No. 3: Virus Protection

Once malicious code purposely attaches itself to a computer program or document, it replicates itself by using some of the resources of the co-opted program or document and then attaches itself to other host programs and documents.

90% of security problems can be avoided by keeping browser and OS software updated with the latest security patches

All computers need to have an antivirus program installed. But if the antivirus program is not configured properly, it won’t offer full protection. Systems administrators should provide users with properly configured antivirus tools.

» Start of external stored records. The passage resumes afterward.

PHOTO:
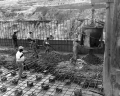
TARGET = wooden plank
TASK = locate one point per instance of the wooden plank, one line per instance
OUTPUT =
(107, 56)
(80, 6)
(101, 1)
(115, 49)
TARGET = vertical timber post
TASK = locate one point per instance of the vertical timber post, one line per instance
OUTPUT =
(107, 56)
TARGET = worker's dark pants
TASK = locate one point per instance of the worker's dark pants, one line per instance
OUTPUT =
(47, 48)
(15, 43)
(29, 43)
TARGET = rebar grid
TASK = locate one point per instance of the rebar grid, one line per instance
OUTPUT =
(68, 90)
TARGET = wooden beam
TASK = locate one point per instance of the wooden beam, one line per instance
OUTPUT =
(101, 1)
(80, 6)
(107, 56)
(115, 49)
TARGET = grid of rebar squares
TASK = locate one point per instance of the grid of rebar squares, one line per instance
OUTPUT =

Another concern for many telecommuters is the surreptitious installation of spyware. Spyware apps often install themselves on a PC without the user’s knowledge and then report information about browsing habits back to the spyware’s home site. Most spyware simply gathers market research data, but computer criminals use similar tools to sniff credit card numbers when users make purchases over the Internet. Spyware detection tools should be installed and configured for daily automatic update.

No. 4: VPNs

A virtual private network can provide telecommuters with a high degree of security but can be expensive and complex to administer. A VPN serves as an encrypted tunnel between two organizations, or hosts, that makes it possible for secured communications over public networks.

To ensure correct operation, an agency must carefully configure the VPN on both its central office systems and telecommuters’ remote systems. Users will need training on VPN operation because VPNs are neither as simple nor as transparent as some other security options. Organizations considering a VPN should proceed with caution, first ensuring that they can’t achieve their security goals through less complex mechanisms.

If a VPN is used, sysadmins should correctly configure the VPN and provide telecommuters with properly configured software for their offsite systems. If a compromise occurs at either end of the VPN, the data will not be secure. In particular, spyware or viruses on a computer can sniff passwords and thereby circumvent the VPN security, putting the agency at risk.

No. 5: Policies

Finally, every agency needs to give users guidance on selecting appropriate technologies, software and tools that are consistent with the agency’s network and security policies.

Ideally, the agency should provide each user with a preconfigured system preloaded with security features appropriate for the user’s job, although this is not always necessary or even possible.

Many users, particularly if they do not require interactive access to agency databases, can obtain an adequate degree of security at low cost and with little additional software.

Agency IT teams should assume that at some point the system is likely to be used by someone other than the employee, introducing an increased risk of malicious software gaining access to the system. Security for both a worker’s home computer and an agency’s servers must be based on this assumption.

The Long Haul

The benefits and risks of telecommuting are here to stay. Computing resources and access to office networks while on the road or working from home are too valuable for most agencies or employees to give up. While there will always be risks associated with remote access to an organization’s resources, most of these risks can be mitigated through careful planning and implementation.